Выбрать главу

Изучение проблем власти и собственности, принципа взаимности (reciprocity), обнаруживаемого, как уже упомянуто, в самых различных формах социального общения древних скандинавов, все вновь и вновь проводило меня к человеческому измерению истории. Влияние историков ментальностей Школы «Анналов» во многом облегчило для меня переход на позиции исторической антропологии. Однако наиболее мощные импульсы в этом направлении я, несомненно, получил из древнескандинавских текстов. В конце концов, саги об исландцах и норвежских конунгах, песни «Старшей Эдды» и поэзия скальдов — все на свой лад говорят о человеке, об его идеалах и фантазиях, об его верованиях и нормах поведения, проявляющихся в поступках и деяниях. Эти памятники оставались немыми и невыразительными для меня до тех пор, пока я пытался задавать им вопросы, продиктованные узким и традиционным пониманием того, что такое социальная история. Лишь тогда, когда стало выясняться, что социальное и культурное представляют собой смысловое единство, я сумел разработать новые вопросы, более адекватные для проникновения в эти памятники. Древняя Скандинавия и прежде всего Исландия с ее уникальным для средневековой Европы богатством текстов (к тому же записанных не на омертвевшей латыни, а на живом родном языке) явилась своего рода исследовательской лабораторией, в которой можно было разработать новые методы и новые подходы к изучению Средневековья в целом. Нигде на континенте Европы той эпохи не удается в такой же мере приблизиться к человеку и его самосознанию, как на скандинавском Севере. Я имею в виду не столько выдающихся индивидов, сколько человека вообще, «простого» человека во всем многоразличии его жизненных проявлений.

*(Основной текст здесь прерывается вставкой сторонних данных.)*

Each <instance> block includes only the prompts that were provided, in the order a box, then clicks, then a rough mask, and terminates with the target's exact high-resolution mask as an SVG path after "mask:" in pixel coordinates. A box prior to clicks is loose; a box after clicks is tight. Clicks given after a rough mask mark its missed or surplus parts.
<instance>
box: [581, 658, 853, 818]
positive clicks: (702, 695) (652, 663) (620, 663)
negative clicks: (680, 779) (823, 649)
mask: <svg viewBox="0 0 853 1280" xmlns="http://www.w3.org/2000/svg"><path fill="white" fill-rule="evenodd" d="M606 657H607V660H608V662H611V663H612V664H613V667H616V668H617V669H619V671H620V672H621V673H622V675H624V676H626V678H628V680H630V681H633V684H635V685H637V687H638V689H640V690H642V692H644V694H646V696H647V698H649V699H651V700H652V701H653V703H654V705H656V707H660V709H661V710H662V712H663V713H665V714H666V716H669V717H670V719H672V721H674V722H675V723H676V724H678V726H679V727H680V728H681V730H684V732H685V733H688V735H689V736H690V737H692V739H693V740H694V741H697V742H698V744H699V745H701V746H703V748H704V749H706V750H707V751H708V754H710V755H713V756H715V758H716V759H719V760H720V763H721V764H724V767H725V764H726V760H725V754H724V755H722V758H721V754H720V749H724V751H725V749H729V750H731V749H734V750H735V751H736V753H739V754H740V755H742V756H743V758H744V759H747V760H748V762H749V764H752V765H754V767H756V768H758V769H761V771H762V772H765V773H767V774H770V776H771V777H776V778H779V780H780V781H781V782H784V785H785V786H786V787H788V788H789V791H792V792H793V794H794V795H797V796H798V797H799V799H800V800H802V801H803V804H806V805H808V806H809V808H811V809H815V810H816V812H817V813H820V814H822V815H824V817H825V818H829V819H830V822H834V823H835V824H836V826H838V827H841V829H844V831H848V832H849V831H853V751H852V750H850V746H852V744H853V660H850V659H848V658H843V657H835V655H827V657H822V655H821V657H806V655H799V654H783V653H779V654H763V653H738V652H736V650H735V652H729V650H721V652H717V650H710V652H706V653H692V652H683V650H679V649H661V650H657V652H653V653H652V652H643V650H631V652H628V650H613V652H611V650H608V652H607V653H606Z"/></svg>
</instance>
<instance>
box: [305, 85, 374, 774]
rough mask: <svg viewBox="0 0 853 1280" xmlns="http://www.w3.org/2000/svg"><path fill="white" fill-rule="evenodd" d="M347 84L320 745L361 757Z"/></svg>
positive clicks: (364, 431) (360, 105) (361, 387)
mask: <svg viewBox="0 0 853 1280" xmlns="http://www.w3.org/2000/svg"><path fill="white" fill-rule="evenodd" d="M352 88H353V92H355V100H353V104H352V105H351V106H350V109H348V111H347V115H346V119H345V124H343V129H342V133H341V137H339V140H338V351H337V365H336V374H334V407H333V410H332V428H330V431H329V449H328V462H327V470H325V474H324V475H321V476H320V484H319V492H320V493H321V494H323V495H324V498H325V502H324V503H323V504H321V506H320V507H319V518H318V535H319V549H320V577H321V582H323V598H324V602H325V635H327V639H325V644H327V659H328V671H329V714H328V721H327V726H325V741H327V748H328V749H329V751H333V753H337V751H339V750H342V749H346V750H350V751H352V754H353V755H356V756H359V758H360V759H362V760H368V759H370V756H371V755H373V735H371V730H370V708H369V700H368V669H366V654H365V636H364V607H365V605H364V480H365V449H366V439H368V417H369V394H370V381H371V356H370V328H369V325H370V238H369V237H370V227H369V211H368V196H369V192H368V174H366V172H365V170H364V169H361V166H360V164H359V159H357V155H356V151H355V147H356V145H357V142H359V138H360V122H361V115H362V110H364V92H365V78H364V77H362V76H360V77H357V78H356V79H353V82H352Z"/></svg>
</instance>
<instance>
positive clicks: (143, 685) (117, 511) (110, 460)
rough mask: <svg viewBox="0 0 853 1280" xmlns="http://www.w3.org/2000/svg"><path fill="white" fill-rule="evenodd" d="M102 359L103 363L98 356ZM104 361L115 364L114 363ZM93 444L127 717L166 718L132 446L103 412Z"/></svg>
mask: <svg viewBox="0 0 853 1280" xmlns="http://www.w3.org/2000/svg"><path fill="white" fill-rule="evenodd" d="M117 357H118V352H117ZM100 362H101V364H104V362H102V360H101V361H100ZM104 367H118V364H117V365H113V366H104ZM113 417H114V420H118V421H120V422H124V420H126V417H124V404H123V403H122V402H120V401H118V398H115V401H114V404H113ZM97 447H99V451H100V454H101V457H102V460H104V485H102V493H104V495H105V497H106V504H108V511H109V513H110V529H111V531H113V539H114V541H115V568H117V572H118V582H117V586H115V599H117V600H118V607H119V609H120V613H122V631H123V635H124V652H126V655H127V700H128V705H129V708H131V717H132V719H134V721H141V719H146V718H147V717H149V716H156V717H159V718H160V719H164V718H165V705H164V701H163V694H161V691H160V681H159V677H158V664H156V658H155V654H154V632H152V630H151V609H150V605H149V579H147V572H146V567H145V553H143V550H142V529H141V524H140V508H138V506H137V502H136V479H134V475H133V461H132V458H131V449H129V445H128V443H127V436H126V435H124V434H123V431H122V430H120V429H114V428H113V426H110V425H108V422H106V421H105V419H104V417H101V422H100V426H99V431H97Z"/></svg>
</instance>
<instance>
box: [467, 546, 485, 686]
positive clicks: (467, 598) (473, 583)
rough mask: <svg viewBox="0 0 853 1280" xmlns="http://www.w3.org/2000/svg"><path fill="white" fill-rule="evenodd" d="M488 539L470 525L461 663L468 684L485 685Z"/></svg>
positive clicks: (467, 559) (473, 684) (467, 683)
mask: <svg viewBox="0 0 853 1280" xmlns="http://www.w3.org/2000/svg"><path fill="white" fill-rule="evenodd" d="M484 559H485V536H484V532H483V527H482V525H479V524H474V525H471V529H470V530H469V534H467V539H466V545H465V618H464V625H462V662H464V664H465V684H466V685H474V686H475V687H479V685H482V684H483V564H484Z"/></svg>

Поэтому наряду с такими проблемами, как понятие героического в «Старшей Эдде», как комика богов, как стиль саги, историческая концепция «Круга Земного», непосредственно связанная с идеей судьбы, как роль права в качестве всеобщего регулятора социальной жизни, передо мной стали вырисовываться более общие вопросы о картине мира средневекового человека и особенностях народной культуры и религиозности. Странным образом, мои французские коллеги, которые работают над этими же проблемами, сосредоточиваются преимущественно на памятниках романизованных регионов Европы, тем самым ограничивая поле своих наблюдений. Знакомство со скандинавской спецификой дало мне иную отправную точку для поиска и открыло несколько иную перспективу. Ни в коей мере не упуская из виду локальные особенности исторического развития, медиевист, по моему убеждению, не может не стремиться к более всеохватному синтезу, в свете которого и все это многообразие могло бы приобрести новый смысл.

Среди проблем исторической антропологии за последние годы постепенно все яснее вырисовывается проблема человеческой личности. Все более обветшавшей представляется точка зрения о том, что о человеческой личности и индивидуальности можно говорить лишь применительно ко времени, когда были созданы автобиографии или исповеди выдающихся авторов и мыслителей типа Абеляра или Гвибера Но-жанского, Сюжера из Сен-Дени или Хильдегарды Бингенской. Тезис Буркхардта об «открытии мира и человека» в эпоху Ренессанса противоречит выводам, к которым приходят историки. Размышления над накопленными наукой данными подвели меня к идее о том, что процесс осознания человеческим индивидом самого себя не шел линейно на протяжении Средневековья, — он имел свои подъемы и спады.

И здесь материал исландских памятников открывает новые большие возможности для реконструкции истории личности в Средние века. Персонажи семейных саг отнюдь не представляли собой безликих носителей социальных ролей, якобы лишенных индивидуальности. В эд-дических «Речах Высокого» в центре внимания — одиночка, проходящий свой жизненный путь среди опасностей и сложностей социальной жизни, и столь же одиноки и самодостаточны протагонисты германской и скандинавской поэзии. Скальды дохристианского времени заявляли о своем Я несравненно более решительно, нежели на то осмеливались их современники — поэты и писатели континента. Лишь с торжеством христианства с его учением о гордыне как самом тяжком из смертных грехов, индивиду поневоле пришлось налагать узду на свою способность к самораскрытию. Сословно-корпоративный строй, утвердившийся в Европе, вел к подчинению индивида группе. Таким образом, история человеческой личности в средневековой Европе представляла собой в высшей степени противоречивый процесс. Было бы неправильно приравнивать индивидуальность человека, жившего на заре этой эпохи, к индивидуальности человека Возрождения, ибо перед нами — во многом существенно различные типы личности. Но столь же неверно было бы и игнорировать личность человека дофеодального общества, сколь ни своеобразна ее структура.